Skinny Black Bean Avocado Wrap | YumFoodUsa

Skinny Black Bean Avocado Wrap

Loaded with creamy avocado, hearty black beans, fresh veggies, and a satisfying crunch, this skinny black bean avocado wrap is a quick, plant-powered meal perfect for lunch or dinner. It’s wholesome, vibrant, and incredibly easy to make—ideal for a healthy lifestyle without sacrificing flavor.

Why You’ll Love This Recipe

This vegan wrap is everything you want in a balanced, satisfying meal: protein-rich black beans, fiber-packed whole grains, creamy avocado, and a medley of colorful vegetables. Whether you’re looking for a grab-and-go lunch, a light dinner, or a nourishing snack, this wrap delivers with minimal prep and maximum taste. It’s fully customizable and easy to adapt to your favorite fillings or dietary needs.

Ingredients

(Tip: You can find the complete list of ingredients and their measurements in the recipe card below.)

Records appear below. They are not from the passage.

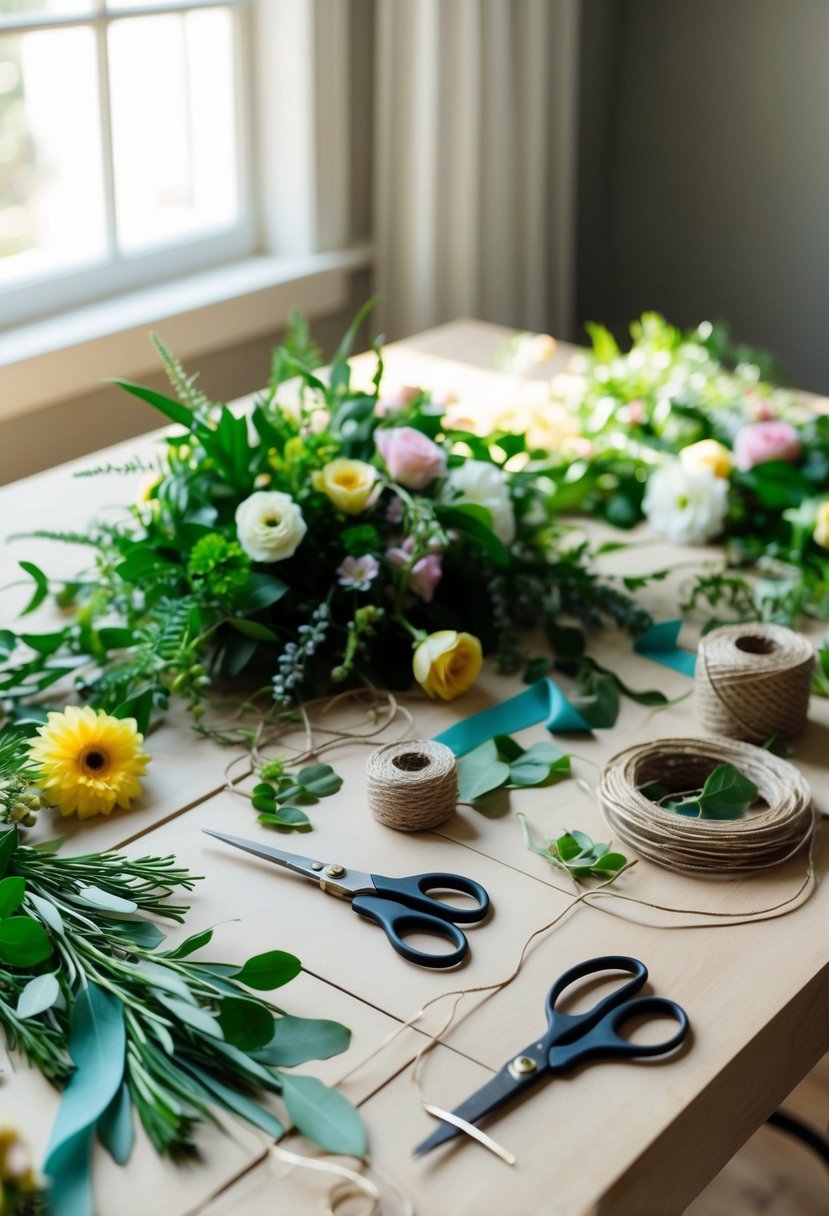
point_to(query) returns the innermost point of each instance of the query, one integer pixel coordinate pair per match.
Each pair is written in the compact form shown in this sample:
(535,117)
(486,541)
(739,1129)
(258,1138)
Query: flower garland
(692,434)
(330,538)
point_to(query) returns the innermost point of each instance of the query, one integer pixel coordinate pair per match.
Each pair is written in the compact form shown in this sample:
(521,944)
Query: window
(123,157)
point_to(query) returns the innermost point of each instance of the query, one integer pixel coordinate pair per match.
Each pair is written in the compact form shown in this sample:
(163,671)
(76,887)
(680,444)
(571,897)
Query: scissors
(570,1040)
(398,905)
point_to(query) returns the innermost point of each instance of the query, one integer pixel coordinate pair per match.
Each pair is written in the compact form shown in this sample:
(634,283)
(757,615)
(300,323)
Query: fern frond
(182,384)
(298,342)
(65,538)
(133,466)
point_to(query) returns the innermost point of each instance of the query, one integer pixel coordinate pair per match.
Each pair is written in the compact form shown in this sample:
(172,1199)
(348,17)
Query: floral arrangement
(331,538)
(692,434)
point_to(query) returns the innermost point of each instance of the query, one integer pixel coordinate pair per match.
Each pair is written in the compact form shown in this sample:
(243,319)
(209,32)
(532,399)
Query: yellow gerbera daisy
(89,760)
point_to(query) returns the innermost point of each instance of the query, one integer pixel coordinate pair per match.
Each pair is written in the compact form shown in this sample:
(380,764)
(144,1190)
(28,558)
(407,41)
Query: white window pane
(63,7)
(173,125)
(51,185)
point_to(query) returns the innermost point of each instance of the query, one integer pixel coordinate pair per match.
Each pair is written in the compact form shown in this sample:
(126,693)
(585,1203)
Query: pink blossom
(359,572)
(412,459)
(424,575)
(762,442)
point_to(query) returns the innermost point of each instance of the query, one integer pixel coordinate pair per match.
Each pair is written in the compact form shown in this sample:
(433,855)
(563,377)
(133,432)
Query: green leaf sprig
(198,1036)
(503,763)
(274,797)
(576,854)
(727,794)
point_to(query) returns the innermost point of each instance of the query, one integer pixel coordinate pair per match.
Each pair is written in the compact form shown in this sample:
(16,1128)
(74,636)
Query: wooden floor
(774,1174)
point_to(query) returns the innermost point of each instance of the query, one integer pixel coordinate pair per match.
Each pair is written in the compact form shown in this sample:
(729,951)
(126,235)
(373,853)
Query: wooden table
(614,1138)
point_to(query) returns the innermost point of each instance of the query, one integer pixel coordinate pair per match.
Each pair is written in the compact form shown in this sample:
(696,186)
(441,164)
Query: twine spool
(706,846)
(412,786)
(753,681)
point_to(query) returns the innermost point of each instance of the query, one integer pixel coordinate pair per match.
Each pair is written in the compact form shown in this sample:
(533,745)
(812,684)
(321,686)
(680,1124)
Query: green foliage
(726,794)
(503,763)
(576,854)
(197,1036)
(274,795)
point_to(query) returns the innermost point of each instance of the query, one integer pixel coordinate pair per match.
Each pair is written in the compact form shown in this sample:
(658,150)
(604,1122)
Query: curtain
(474,163)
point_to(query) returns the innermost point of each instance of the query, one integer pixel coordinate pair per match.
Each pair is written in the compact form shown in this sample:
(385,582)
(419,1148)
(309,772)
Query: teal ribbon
(97,1045)
(542,702)
(659,643)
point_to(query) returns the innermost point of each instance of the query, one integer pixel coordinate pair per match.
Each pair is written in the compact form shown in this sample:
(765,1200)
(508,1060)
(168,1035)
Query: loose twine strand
(711,848)
(753,681)
(776,782)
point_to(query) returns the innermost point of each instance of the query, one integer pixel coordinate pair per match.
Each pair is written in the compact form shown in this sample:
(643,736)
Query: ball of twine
(412,786)
(753,681)
(765,837)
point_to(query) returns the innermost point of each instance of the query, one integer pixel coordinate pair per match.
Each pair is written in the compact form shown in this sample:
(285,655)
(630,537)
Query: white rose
(485,485)
(689,508)
(269,525)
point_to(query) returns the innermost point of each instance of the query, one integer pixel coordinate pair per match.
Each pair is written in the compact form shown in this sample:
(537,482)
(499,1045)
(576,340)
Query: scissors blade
(306,866)
(502,1088)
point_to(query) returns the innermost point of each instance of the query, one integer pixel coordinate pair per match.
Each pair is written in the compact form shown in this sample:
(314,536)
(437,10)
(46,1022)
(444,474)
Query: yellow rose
(348,483)
(708,456)
(822,524)
(447,663)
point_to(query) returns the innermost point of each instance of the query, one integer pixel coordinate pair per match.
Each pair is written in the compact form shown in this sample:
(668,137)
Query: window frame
(52,292)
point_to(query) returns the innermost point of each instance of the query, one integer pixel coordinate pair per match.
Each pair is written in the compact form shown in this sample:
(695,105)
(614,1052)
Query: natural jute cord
(765,837)
(753,681)
(412,786)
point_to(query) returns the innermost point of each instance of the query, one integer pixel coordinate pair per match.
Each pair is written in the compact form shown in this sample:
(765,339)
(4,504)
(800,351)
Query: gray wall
(704,169)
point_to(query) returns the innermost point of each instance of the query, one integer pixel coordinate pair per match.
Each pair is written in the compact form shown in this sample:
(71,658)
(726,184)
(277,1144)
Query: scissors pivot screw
(523,1065)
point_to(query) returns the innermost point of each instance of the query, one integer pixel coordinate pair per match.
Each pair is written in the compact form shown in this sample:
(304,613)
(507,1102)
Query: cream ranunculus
(447,663)
(348,483)
(689,508)
(708,456)
(270,525)
(483,484)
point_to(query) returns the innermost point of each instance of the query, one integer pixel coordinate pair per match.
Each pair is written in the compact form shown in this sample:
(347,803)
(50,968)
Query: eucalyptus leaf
(95,896)
(40,586)
(287,817)
(23,941)
(192,1015)
(39,995)
(190,945)
(48,912)
(319,780)
(246,1024)
(480,771)
(269,970)
(11,895)
(297,1040)
(323,1115)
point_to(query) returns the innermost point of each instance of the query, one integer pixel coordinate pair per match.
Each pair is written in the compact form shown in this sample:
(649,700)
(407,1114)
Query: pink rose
(766,440)
(426,574)
(410,456)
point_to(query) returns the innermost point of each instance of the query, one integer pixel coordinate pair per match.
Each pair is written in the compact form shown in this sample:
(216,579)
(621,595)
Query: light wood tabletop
(616,1137)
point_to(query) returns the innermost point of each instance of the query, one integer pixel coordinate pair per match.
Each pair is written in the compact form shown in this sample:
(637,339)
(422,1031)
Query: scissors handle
(399,918)
(605,1039)
(413,890)
(565,1026)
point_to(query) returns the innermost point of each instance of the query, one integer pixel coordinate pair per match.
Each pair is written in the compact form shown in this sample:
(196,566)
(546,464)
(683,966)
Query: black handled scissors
(570,1040)
(398,905)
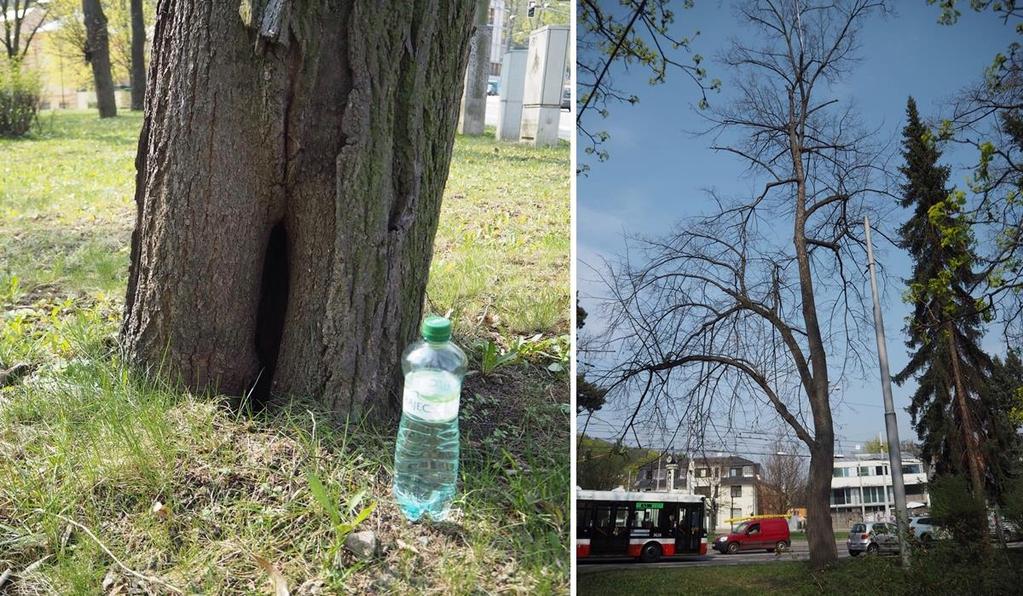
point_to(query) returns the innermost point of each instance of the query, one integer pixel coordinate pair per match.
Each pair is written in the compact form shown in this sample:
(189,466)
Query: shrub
(19,92)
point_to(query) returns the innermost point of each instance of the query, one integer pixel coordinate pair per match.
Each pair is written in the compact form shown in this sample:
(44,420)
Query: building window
(841,472)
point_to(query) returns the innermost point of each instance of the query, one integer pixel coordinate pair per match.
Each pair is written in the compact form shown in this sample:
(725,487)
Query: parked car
(873,538)
(767,534)
(1010,533)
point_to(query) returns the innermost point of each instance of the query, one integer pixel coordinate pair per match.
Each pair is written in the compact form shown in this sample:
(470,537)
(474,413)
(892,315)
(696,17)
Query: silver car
(873,538)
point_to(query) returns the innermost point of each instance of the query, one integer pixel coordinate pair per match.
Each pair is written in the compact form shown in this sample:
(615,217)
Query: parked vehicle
(768,534)
(873,538)
(1010,533)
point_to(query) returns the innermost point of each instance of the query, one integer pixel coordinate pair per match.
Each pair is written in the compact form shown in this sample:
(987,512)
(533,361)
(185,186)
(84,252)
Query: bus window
(584,520)
(602,520)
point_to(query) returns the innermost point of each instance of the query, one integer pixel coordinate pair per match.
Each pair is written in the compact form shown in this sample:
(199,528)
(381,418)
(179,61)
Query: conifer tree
(945,327)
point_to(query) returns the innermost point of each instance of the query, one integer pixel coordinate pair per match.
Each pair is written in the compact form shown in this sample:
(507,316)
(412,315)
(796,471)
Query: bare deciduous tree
(765,295)
(20,20)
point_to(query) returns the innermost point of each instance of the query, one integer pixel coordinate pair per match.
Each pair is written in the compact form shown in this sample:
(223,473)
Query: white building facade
(861,489)
(729,483)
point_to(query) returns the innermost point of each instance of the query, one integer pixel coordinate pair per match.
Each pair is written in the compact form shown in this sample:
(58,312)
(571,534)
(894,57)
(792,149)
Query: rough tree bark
(97,53)
(290,178)
(137,55)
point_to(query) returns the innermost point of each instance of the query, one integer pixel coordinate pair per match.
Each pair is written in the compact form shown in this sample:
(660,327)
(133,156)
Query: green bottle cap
(436,328)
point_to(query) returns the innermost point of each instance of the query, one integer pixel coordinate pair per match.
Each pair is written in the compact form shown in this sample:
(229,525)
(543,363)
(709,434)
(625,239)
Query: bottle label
(431,397)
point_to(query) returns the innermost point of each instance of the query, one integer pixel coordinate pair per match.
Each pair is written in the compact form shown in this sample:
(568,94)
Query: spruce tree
(945,327)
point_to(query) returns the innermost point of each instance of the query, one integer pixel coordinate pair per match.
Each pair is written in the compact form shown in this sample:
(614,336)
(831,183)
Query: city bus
(643,525)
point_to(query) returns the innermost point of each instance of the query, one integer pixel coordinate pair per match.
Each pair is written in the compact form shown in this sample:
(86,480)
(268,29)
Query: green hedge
(19,92)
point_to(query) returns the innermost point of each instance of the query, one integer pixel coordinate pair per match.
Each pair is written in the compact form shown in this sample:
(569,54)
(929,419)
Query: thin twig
(126,568)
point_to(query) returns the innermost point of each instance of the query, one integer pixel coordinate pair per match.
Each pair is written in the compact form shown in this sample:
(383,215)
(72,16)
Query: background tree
(945,328)
(628,32)
(291,170)
(20,20)
(726,306)
(876,446)
(97,53)
(137,54)
(987,116)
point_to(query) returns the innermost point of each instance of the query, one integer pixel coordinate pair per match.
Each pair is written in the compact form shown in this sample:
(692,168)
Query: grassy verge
(112,482)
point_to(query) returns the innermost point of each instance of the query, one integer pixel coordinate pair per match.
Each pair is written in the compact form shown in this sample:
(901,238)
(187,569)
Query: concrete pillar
(473,115)
(513,83)
(541,103)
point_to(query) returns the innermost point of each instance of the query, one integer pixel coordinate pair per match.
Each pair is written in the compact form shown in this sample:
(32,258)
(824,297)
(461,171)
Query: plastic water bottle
(426,458)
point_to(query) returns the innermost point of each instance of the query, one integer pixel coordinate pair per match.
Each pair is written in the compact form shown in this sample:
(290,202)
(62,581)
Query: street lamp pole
(894,454)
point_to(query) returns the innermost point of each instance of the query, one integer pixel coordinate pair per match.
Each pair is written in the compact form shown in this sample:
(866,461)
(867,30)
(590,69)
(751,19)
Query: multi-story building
(861,488)
(729,483)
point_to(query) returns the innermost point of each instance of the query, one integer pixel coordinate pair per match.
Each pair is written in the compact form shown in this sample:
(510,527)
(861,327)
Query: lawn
(110,482)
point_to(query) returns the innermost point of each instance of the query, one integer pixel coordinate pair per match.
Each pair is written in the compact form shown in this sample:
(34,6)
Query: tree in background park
(730,305)
(961,427)
(137,54)
(20,20)
(97,53)
(987,116)
(630,32)
(126,36)
(291,169)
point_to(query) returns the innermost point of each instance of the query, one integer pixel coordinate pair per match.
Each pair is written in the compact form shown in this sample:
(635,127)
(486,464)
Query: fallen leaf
(160,510)
(277,582)
(405,546)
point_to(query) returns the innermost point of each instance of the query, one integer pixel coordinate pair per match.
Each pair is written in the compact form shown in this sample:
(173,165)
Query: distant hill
(601,466)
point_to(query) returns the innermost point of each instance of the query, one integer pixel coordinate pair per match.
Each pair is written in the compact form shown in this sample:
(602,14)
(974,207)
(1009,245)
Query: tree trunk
(290,178)
(97,53)
(137,55)
(970,442)
(474,102)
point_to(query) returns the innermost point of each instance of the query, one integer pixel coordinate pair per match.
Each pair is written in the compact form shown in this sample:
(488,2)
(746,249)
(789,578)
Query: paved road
(565,129)
(799,552)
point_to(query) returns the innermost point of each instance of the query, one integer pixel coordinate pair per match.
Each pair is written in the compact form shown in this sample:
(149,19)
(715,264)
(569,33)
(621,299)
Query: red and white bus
(646,525)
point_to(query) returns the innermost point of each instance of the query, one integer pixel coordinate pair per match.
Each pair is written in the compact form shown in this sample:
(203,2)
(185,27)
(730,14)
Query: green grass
(88,444)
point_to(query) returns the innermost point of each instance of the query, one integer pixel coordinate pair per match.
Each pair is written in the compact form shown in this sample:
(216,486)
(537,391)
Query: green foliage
(19,95)
(490,357)
(945,322)
(328,501)
(957,509)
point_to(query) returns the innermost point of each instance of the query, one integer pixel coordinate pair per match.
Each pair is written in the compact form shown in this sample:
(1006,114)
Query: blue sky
(659,172)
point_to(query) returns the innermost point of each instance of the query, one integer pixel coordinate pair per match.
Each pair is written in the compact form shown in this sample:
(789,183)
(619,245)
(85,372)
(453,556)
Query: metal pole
(894,455)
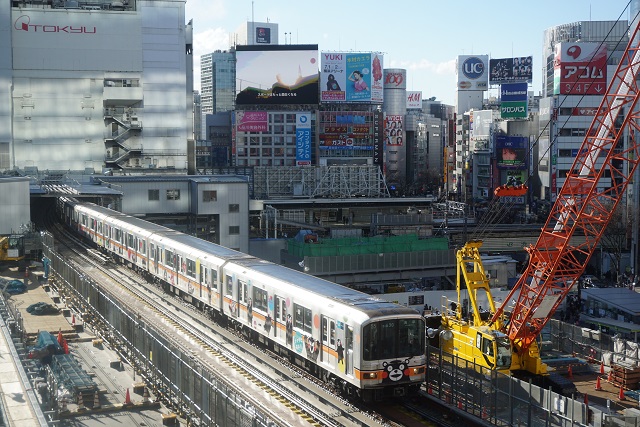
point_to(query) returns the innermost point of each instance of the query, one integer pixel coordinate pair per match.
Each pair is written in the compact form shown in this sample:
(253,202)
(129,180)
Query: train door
(279,314)
(328,338)
(348,363)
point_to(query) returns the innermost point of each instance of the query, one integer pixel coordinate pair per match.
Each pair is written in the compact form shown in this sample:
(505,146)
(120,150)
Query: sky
(422,36)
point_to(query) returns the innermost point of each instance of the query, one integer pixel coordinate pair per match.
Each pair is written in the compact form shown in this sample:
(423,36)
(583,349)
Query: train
(366,347)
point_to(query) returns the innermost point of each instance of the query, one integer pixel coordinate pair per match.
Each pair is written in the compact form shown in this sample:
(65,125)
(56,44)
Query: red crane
(556,262)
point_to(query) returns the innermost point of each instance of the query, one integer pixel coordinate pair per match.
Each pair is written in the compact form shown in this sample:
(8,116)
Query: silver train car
(368,347)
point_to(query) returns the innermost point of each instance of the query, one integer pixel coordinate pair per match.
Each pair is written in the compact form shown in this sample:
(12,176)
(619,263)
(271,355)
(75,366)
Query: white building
(87,86)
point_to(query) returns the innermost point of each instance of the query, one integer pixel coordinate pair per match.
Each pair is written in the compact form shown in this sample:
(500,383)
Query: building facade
(115,93)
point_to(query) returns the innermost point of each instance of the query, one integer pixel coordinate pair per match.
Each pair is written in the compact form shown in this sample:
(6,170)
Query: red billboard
(580,69)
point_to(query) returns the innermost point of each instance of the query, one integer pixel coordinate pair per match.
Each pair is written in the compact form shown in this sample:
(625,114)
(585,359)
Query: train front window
(391,339)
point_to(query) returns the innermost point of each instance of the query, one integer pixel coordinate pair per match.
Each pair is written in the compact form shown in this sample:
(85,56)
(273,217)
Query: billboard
(414,99)
(511,152)
(514,110)
(393,129)
(252,121)
(351,77)
(580,69)
(277,74)
(263,35)
(303,139)
(472,72)
(507,70)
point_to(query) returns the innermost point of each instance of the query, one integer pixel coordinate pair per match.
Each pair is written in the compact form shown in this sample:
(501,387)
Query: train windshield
(393,339)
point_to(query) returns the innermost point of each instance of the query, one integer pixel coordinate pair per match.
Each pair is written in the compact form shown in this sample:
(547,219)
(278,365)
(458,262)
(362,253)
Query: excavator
(11,248)
(504,338)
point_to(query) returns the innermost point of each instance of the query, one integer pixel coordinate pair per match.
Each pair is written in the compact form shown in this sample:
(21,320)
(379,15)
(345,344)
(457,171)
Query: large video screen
(277,74)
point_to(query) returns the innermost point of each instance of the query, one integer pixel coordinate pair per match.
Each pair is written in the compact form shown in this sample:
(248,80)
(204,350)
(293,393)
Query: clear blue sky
(423,36)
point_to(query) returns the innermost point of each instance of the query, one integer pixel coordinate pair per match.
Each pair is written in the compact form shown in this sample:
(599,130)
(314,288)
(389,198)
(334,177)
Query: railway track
(291,386)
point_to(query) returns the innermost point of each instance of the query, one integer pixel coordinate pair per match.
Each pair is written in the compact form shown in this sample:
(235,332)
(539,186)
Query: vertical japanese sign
(580,69)
(303,139)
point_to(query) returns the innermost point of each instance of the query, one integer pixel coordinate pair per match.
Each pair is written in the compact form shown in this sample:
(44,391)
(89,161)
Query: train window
(332,332)
(168,258)
(229,285)
(259,299)
(191,268)
(243,291)
(302,318)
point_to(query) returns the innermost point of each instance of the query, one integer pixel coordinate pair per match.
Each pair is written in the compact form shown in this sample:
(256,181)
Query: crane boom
(556,262)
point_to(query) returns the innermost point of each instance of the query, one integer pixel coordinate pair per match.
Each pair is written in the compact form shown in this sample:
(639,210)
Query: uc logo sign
(473,68)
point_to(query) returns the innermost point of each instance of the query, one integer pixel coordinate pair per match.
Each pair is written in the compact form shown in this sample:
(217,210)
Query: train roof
(327,289)
(201,245)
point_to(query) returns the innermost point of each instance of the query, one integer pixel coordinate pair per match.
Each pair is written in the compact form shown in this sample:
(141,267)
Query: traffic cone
(598,386)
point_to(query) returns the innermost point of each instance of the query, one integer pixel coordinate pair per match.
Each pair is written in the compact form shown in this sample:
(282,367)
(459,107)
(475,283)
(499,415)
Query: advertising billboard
(251,121)
(514,110)
(303,139)
(351,77)
(472,72)
(263,35)
(580,69)
(414,99)
(277,74)
(511,152)
(393,129)
(507,70)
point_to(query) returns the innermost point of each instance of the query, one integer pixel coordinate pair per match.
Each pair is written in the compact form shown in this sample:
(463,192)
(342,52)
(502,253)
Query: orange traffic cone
(598,386)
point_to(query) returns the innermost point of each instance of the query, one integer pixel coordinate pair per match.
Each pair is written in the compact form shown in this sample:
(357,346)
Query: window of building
(209,195)
(173,194)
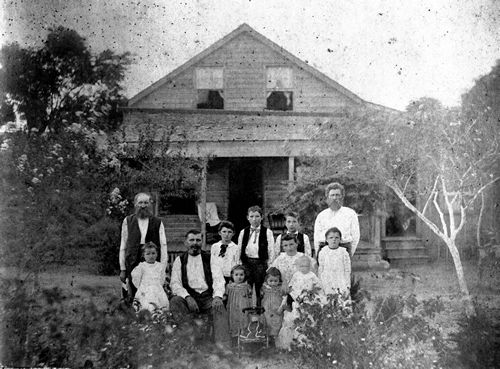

  • 1 large whole wheat tortilla
  • 1/2 cup cooked black beans, mashed slightly
  • 1/4 cup cooked brown rice (optional)
  • 1/2 ripe avocado, diced
  • 1/4 cup shredded lettuce or cabbage
  • 1/4 cup diced tomatoes
  • 2 tablespoons diced red bell pepper
  • 2 tablespoons shredded vegan cheese (optional)
  • 1 tablespoon lime juice
  • 1/4 teaspoon garlic powder
  • Salt and pepper to taste
  • 1 tablespoon olive oil (for pan-grilling)

Directions

  1. In a small bowl, mash the black beans with lime juice, garlic powder, salt, and pepper until combined but still textured.
  2. Lay the tortilla flat on a clean surface and spread the bean mixture in the center.
  3. Layer on the optional brown rice, diced avocado, shredded lettuce or cabbage, diced tomatoes, bell pepper, and vegan cheese.
  4. Fold in the sides and roll the tortilla tightly to form a wrap.
  5. Heat olive oil in a skillet over medium heat. Place the wrap seam-side down in the skillet and cook for 2–3 minutes per side, or until golden brown and crispy.
  6. Slice in half and serve warm with salsa, guacamole, or your favorite vegan dipping sauce.

Servings and timing

Servings: 1 wrap
Prep Time: 10 minutes
Cooking Time: 6 minutes
Total Time: 16 minutes
Calories: 360 kcal per serving

Variations

  • Spicy Kick: Add jalapeño slices or a dash of hot sauce inside the wrap.
  • Southwest Style: Mix in corn kernels and a sprinkle of cumin or chili powder with the beans.
  • Low-Carb Option: Use a low-carb tortilla or collard green leaves as a wrap substitute.
  • Extra Crunch: Add crushed tortilla chips or raw red cabbage for added texture.
  • Creamy Upgrade: Spread a layer of hummus or vegan sour cream before adding the fillings.

Storage/Reheating

This wrap is best enjoyed fresh to maintain its crispness. If preparing ahead, store the assembled but ungrilled wrap in an airtight container in the refrigerator for up to 1 day. Grill just before serving for the best texture.
Reheat in a skillet over medium heat or in a toaster oven until warm and crispy.

FAQs

Can I use canned black beans?

Yes, canned black beans work well. Be sure to drain and rinse them before mashing.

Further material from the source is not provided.